In der betrieblichen Praxis treten außerordentliche Einkünfte am häufigsten in Form von Vergütungen für eine mehrjährige Tätigkeit auf. Es handelt sich dann vor allem um zeitraumbezogene Vergütungen, die sich auf Zeiträume von mehr als zwölf Monaten beziehen wie zum Beispiel Urlaubs- oder Arbeitszeitabgeltungen oder Abfindungen.

Besteuerung von außerordentlichen Einkünften
Zur Besteuerung von außerordentlichen Einkünften wird die sogenannte Fünftelregelung angewendet (§ 34 EStG). Dabei kommt es regelmäßig zu einer Ermäßigung des Einkommensteuersatzes.

Kommt die Fünftelregelung bei den außerordentlichen Einkünften zur Anwendung, so wird die Einkommensteuer in einem ersten Schritt auf das Gesamteinkommen ohne die außerordentlichen Einkünfte berechnet. Im zweiten Schritt kommen die außerordentlichen Einkünfte mit einem Fünftel hinzu. Die auf die außerordentlichen Einkünfte entfallende Steuer wird dann in Schritt drei mit fünf multipliziert.

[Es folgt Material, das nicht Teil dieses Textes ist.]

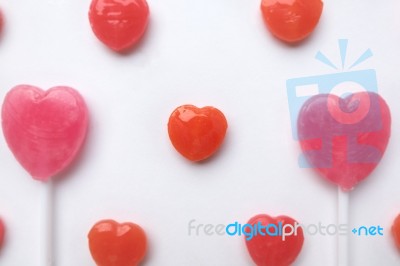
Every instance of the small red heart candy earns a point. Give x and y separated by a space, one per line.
270 249
114 244
44 130
197 133
2 231
119 24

Diese etwas kompliziert klingelnde Regelung zur Besteuerung von außerordentlichen Einkünften nach der Fünftelregelung klingt zwar etwas kompliziert, führt aber in der Regel zu deutlichen Steuerersparnissen. Wie hoch diese Steuerersparnis im Einzelfass ist, kann der Steuerberater oder auch das Lohnbüro ausrechnen. Außerdem stehen im Internet verschiedene Online-Rechner zu deren Ermittlung zur Verfügung.

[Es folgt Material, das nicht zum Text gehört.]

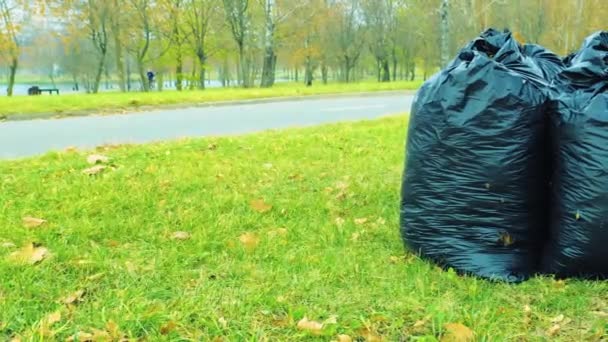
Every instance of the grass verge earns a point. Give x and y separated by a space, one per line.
119 102
273 228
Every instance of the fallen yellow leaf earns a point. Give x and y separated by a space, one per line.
456 332
554 330
370 336
249 240
74 297
260 206
361 221
95 276
94 170
32 222
30 254
312 327
168 327
344 338
180 235
558 319
94 159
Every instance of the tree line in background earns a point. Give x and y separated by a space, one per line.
251 43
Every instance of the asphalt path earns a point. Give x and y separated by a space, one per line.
30 138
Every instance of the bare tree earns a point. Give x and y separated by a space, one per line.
8 40
237 15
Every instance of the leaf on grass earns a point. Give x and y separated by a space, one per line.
180 236
277 232
96 276
260 206
554 330
30 254
168 327
312 327
95 159
558 319
370 336
333 319
249 240
456 332
361 221
74 297
344 338
32 222
94 170
223 322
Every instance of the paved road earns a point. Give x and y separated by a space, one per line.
27 138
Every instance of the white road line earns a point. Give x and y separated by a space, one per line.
344 109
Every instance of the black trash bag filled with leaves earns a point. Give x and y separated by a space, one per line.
474 187
579 129
549 63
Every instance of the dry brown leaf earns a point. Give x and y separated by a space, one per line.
8 244
278 232
456 332
29 254
168 327
249 240
94 170
344 338
333 319
32 222
260 206
312 327
370 336
180 235
112 328
96 276
557 319
94 159
361 221
223 322
81 336
74 297
554 330
53 318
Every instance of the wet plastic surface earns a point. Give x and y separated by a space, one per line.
474 194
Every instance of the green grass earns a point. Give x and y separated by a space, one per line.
109 235
120 102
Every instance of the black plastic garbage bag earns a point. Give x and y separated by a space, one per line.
549 63
579 126
474 193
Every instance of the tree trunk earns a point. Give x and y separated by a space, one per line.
386 73
270 58
268 70
179 71
309 72
11 76
145 84
99 72
120 67
445 32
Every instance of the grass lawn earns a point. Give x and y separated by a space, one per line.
120 102
278 236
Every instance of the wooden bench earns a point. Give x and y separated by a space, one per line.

Steuerfreie Einkünfte und Progressionsvorbehalt
Steuerfreie Einkünfte können dem Progressionsvorbehalt unterliegen. Betroffen sind hiervon unter anderem auch das Arbeitslosengeld, das Kurzarbeitergeld, das Insolvenzgeld, Krankengeld, Mutterschaftsgeld und so weiter.

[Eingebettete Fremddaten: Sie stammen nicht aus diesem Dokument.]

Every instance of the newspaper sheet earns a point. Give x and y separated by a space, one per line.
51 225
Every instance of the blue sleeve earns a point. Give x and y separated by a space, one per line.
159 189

Berechnung des Progressionsvorbehalts
Berechnet wird der Progressionsvorbehalt, indem die steuerfreien Einkünfte bei der Ermittlung des anzuwendenden Einkommensteuersatzes mit einbezogen werden. Da sowohl steuerpflichtige als auch steuerfreie Einkünfte zur Ermittlung des anzuwendenden Steuersatzes zusammengezählt werden, erhöht sich zwangsläufig der anzuwendende Steuersatz durch die Progression. Dieser – höhere – Steuersatz wird dann auf das zu versteuernde Einkommen angewendet.

Außerordentliche Einkünfte und Progressionsvorbehalt
Im zu entscheidenden Fall erhielt der Steuerpflichtige von seinem Arbeitgeber eine Abfindung. Darüber hinaus bezog er Arbeitslosengeld und erzielte positive Einkünfte aus der Vermietung eines Wohnhauses in Frankreich.

Das Finanzamt begünstigte die Abfindung nach der Fünftelregelung und unterwarf die steuerfreien Anteile in voller Höhe dem Progressionsvorbehalt. Auch das Arbeitslosengeld und die ausländischen Vermietungseinkünfte wurden in voller Höhe dem Progressionsvorbehalt unterworfen und somit ohne Kürzung für die Berechnung des individuellen Steuersatzes berücksichtigt.

Daraufhin beantragte der Steuerpflichtige, die dem Progressionsvorbehalt unterliegenden Einkünfte lediglich in Höhe von einem Fünftel dem zu versteuernden Einkommen hinzuzurechnen. Die Klage beim Finanzgericht hatte zunächst Erfolg, denn nach dem Urteil des Finanzgerichts wurde die Fünftelregelung auch bei den Progressionseinkünften angewendet. Das Finanzamt legte allerdings Revision gegen das Urteil ein. Der Bundesfinanzhof hob das Urteil des Finanzgerichtes auf und setzte die Progressionseinkünfte in voller Höhe an.

Der BFH begründete seine Entscheidung damit, dass der Wortlaut der Tarifvorschrift des § 4 EStG eindeutig definiert, auf welche Einkünfte die Tarifermäßigung der Fünftelregelung anzuwenden sei. Nach seiner Auffassung handelt es sich um eine integrierte Steuerberechnung, nach der spezielle Tarifvorschriften nebeneinander bestehen blieben. Die Fünftelregelung für die außerordentlichen Einkünfte beeinflusst nicht auch die Höhe der Einkünfte, die dem Progressionsvorbehalt unterliegen.